Ray Lego—Getty Images
By Brad Tuttle
January 27, 2015

After hitting record highs over the summer, bacon prices have come down to earth—and even cheaper prices are on the way.

The retail price of bacon hit an all-time high during the summer of 2014, but has since retreated, dropping 5.7% by early December, according to Bloomberg News. What’s more, all signs indicated at the time that prices for pork, ham, and bacon would keep on decreasing. “Hogs and pork are almost surely going to be cheaper, particularly compared to beef, next year,” Doane Advisory Services economist Dan Vaught said.

Sure enough, pork prices are plunging in early 2015. On Tuesday, the Wall Street Journal reported that farmers have rebounded from a virus that decimated pig herds in 2013 and early 2014, and that the nation is riding high on the hog in terms of a record number of pigs approaching slaughter weight. Forecasts call for an all-time high of 23.9 billion pounds of pork to be produced in the U.S. in 2015.

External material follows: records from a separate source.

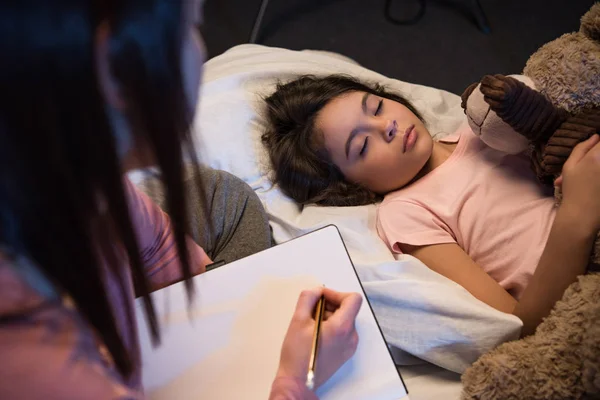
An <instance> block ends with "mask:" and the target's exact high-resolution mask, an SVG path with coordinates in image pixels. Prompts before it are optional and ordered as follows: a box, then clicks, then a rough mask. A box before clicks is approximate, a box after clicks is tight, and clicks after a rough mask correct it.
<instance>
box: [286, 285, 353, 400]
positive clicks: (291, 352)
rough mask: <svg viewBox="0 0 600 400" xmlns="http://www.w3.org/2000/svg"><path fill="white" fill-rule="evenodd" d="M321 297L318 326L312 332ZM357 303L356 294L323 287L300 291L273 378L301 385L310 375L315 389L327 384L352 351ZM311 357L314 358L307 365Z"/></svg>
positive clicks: (319, 303)
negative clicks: (294, 309) (325, 383)
mask: <svg viewBox="0 0 600 400" xmlns="http://www.w3.org/2000/svg"><path fill="white" fill-rule="evenodd" d="M321 298H322V299H323V307H322V310H321V311H322V312H323V314H322V323H321V325H320V326H319V327H318V329H315V328H316V327H317V324H318V323H319V315H318V314H319V311H320V307H318V306H320V305H321V302H320V299H321ZM361 304H362V297H361V296H360V295H359V294H357V293H341V292H336V291H334V290H331V289H328V288H324V287H319V288H315V289H311V290H305V291H304V292H302V294H301V295H300V298H299V299H298V303H297V305H296V310H295V312H294V316H293V317H292V321H291V323H290V326H289V328H288V331H287V334H286V337H285V339H284V342H283V346H282V349H281V359H280V365H279V370H278V372H277V376H278V377H282V376H286V377H290V378H294V379H297V380H298V381H299V382H301V383H302V384H303V385H304V384H305V382H307V375H309V373H314V381H313V383H314V388H315V389H316V388H317V387H319V386H320V385H321V384H323V383H324V382H325V381H327V379H329V378H330V377H331V376H332V375H333V374H334V373H335V372H336V371H337V370H338V369H339V368H340V367H341V366H342V365H343V364H344V363H345V362H346V361H348V359H349V358H350V357H352V355H353V354H354V352H355V351H356V346H357V345H358V335H357V333H356V329H355V326H354V322H355V320H356V315H357V314H358V311H359V310H360V307H361ZM315 317H317V320H315ZM315 333H317V336H315ZM315 339H317V340H316V342H317V345H318V346H317V347H316V348H315V346H314V345H313V344H314V342H315ZM313 355H316V359H315V360H314V362H311V356H313ZM309 378H310V377H309Z"/></svg>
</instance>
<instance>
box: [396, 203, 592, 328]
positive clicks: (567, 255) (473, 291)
mask: <svg viewBox="0 0 600 400" xmlns="http://www.w3.org/2000/svg"><path fill="white" fill-rule="evenodd" d="M576 221H578V218H576V217H575V216H573V215H572V213H571V211H570V210H569V209H568V208H563V207H561V208H560V209H559V210H558V212H557V214H556V218H555V220H554V225H553V226H552V229H551V231H550V236H549V238H548V242H547V243H546V247H545V249H544V252H543V253H542V257H541V258H540V262H539V264H538V266H537V269H536V270H535V273H534V275H533V277H532V278H531V282H530V283H529V285H528V286H527V288H526V289H525V291H524V292H523V295H522V296H521V300H520V301H519V302H517V301H516V300H515V299H514V298H513V297H512V296H511V295H510V294H508V292H507V291H506V290H504V288H502V286H500V285H499V284H498V283H497V282H496V281H495V280H494V279H492V278H491V277H490V276H489V275H488V274H487V273H486V272H485V271H484V270H483V269H482V268H481V267H480V266H479V265H477V264H476V263H475V262H474V261H473V260H472V259H471V257H469V255H468V254H467V253H465V252H464V250H463V249H461V248H460V246H458V245H457V244H456V243H448V244H437V245H431V246H421V247H414V246H402V251H403V252H404V253H407V254H410V255H412V256H414V257H416V258H418V259H419V260H421V261H422V262H423V263H424V264H425V265H427V266H428V267H429V268H431V269H432V270H434V271H436V272H437V273H439V274H442V275H444V276H445V277H447V278H449V279H452V280H453V281H454V282H456V283H458V284H459V285H461V286H462V287H464V288H465V289H466V290H468V291H469V292H470V293H471V294H472V295H473V296H475V297H476V298H477V299H479V300H481V301H483V302H484V303H486V304H488V305H490V306H492V307H494V308H495V309H497V310H500V311H502V312H505V313H508V314H514V315H516V316H517V317H519V318H520V319H521V321H523V329H522V330H521V336H527V335H530V334H532V333H533V332H534V331H535V328H536V327H537V326H538V325H539V324H540V322H541V321H542V319H543V318H544V317H546V316H547V315H548V314H549V313H550V310H551V309H552V307H553V306H554V304H555V303H556V302H557V301H558V300H560V298H561V297H562V295H563V293H564V291H565V289H566V288H567V287H568V286H569V285H570V284H571V283H573V282H575V280H576V278H577V276H578V275H581V274H583V273H584V272H585V268H586V266H587V262H588V259H589V256H590V252H591V249H592V245H593V243H594V238H595V235H594V233H595V232H593V231H590V230H589V229H586V228H584V226H585V225H583V226H582V225H581V224H579V223H577V222H576Z"/></svg>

“It’s amazing. We’ve gone from ‘We’re going to run out of pork!’ to ‘What are we going to do with all of this meat?’” John Nalivka, president of the Oregon-based agriculture-advisory firm Sterling Marketing Inc., told the Journal.

Well, one thing they’re clearly going to do is cut prices. Hogs are currently trading at four-year lows on the futures market. Supermarkets are paying less for pork wholesale, and they have begun passing along the savings in the form of cheaper ham, pork loins, and yes, bacon. Last summer, the average retail price for a pound of bacon was over $6 per pound. By December 2014, according to the Bureau of Labor Statistics, a pound of bacon was averaging $5.53 in U.S. grocery stores, and $5.10 in the Midwest.

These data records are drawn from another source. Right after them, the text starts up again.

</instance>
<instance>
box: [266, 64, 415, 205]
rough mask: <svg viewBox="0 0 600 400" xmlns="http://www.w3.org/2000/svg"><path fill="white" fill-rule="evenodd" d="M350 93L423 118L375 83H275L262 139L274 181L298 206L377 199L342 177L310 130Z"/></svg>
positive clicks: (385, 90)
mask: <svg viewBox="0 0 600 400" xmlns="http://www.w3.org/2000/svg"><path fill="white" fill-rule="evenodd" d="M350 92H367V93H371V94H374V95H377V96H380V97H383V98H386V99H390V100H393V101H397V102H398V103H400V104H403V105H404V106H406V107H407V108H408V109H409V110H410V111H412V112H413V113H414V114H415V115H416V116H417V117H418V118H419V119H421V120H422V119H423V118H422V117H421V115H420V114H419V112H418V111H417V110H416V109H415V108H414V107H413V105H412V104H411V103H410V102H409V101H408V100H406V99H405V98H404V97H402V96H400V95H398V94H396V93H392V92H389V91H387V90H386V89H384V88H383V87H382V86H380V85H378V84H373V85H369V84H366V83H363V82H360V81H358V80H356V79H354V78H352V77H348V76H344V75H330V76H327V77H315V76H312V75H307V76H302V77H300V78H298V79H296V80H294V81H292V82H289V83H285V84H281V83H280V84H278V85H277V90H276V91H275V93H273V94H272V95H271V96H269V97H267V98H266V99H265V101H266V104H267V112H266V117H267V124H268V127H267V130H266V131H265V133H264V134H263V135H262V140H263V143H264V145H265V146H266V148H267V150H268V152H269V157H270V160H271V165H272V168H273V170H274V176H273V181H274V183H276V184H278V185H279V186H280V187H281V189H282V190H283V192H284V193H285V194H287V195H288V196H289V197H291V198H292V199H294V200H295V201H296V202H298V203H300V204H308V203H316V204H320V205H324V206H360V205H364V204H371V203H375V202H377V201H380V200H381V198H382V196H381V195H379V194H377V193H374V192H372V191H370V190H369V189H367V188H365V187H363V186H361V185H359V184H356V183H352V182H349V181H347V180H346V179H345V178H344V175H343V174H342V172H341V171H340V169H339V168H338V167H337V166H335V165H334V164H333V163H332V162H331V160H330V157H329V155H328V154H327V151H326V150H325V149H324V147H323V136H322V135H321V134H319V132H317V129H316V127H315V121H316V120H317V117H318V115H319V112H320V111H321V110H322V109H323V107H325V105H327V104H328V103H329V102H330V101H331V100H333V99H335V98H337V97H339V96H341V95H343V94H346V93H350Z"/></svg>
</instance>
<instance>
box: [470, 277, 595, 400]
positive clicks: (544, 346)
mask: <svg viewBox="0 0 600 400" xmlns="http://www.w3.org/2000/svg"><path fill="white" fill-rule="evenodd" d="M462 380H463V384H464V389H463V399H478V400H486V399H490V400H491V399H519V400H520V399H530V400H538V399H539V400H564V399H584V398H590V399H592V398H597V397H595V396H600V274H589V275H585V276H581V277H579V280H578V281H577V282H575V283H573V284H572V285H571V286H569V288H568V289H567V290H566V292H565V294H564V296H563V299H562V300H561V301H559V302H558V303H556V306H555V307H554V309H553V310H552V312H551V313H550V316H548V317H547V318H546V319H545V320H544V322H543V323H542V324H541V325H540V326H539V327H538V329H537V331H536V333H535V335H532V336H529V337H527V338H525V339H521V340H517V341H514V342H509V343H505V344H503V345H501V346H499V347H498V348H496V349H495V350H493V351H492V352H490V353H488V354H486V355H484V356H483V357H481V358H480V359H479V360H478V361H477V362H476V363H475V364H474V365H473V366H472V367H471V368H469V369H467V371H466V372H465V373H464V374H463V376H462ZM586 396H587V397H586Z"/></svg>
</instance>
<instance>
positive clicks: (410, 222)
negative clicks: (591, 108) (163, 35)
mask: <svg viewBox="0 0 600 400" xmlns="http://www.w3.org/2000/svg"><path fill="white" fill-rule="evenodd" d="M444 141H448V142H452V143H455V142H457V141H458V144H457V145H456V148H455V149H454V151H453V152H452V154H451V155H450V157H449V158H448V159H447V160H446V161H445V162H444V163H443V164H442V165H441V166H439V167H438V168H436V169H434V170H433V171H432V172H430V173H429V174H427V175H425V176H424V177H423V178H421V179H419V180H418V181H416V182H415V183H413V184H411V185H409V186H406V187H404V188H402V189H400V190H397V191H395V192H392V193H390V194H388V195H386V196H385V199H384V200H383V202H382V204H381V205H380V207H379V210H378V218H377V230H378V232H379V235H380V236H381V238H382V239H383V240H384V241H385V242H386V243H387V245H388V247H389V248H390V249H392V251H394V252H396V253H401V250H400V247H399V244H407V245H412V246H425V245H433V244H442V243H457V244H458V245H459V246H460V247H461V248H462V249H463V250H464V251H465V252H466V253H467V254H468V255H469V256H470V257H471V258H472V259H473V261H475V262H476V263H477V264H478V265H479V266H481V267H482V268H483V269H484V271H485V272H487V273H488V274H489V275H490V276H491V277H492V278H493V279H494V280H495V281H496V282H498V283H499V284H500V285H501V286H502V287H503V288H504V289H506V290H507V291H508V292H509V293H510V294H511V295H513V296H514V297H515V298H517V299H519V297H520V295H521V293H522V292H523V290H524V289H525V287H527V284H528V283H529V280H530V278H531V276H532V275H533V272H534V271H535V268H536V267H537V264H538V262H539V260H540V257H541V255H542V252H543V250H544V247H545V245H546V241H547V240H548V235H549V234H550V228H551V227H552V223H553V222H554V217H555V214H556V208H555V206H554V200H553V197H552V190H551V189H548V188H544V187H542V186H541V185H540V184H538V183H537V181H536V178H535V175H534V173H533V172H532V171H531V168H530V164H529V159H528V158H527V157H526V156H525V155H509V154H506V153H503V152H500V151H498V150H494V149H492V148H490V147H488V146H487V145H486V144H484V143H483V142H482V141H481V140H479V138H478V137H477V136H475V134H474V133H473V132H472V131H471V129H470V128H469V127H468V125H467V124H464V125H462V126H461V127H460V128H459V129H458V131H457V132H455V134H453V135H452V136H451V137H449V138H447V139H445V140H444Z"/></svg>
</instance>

The funny thing about bacon is that people love it so much that demand stays incredibly high even when prices rise, and the masses are prone to panic with the slightest hint of bacon being in short supply. And when bacon prices become cheaper, that’s a justification for some bacon lovers to take their bacon consumption to the next level. Businesses that profit on bacon-aholics will surely be more than happy to help. Look for more bacon to be incorporated into restaurant menus and on sale at supermarkets in the months ahead.